Don’t start one if you don’t have time to regularly devote to it. The online community is voracious. If you commit to writing every day, write that often. If it is weekly, then stick to that general schedule. If you aren’t producing as promised, people will stop visiting. Since you are probably blogging for the exposure and public relations benefit a lack of regular visitors has little value. Worse, people may start filling your comments section with insults and harsh criticism if they think no one is minding the store.

Blogging is definitely time consuming unless you are the type that can produce prolifically with little effort so you definitely want to make sure you have the time. One of the important operative words there is YOU. One of the mistakes the public relations people cited is having subordinates ghost writing for the head of an organization since the boss rarely has the time. The damage that is done and the loss of faith that occurs when it is revealed that the boss isn’t the one writing is often quite great.

At the very least, the person under whose name the entries are being written should be reviewing the material before it is posted. Ideally, they should be the one hitting the post button.

My last pointer is the most difficult to advise people about due to a lack of hard and fast rules. Be careful when and how you respond to criticism. Some times you have to respond quickly to avert a real crisis in progress. Often you should only do so after some consideration and letting your temper cool or not at all.

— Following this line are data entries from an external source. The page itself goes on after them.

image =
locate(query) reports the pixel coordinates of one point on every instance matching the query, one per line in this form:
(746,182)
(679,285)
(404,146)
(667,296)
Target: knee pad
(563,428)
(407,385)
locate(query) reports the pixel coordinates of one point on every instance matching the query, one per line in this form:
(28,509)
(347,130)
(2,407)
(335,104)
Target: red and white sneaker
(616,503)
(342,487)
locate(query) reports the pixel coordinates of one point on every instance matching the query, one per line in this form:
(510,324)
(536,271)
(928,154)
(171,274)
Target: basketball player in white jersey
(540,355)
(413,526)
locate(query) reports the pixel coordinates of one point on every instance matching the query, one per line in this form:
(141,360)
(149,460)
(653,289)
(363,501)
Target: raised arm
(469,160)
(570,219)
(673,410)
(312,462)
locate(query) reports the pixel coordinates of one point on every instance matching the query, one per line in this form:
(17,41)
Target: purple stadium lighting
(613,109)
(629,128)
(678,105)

Unfortunately, fiery invective and wild accusations often appear to require addressing immediately lest the blogosphere think ill of you.

It is only later that you realize you proved the old maxim–It is better to remain silent and be thought a fool than to speak and remove all doubt. Thanks to search engine caches, it can be rather difficult to expunge the record of what you said from the internet by simply editing your entries. Blogging and emailing have joined driving as activities you shouldn’t engage in while agitated.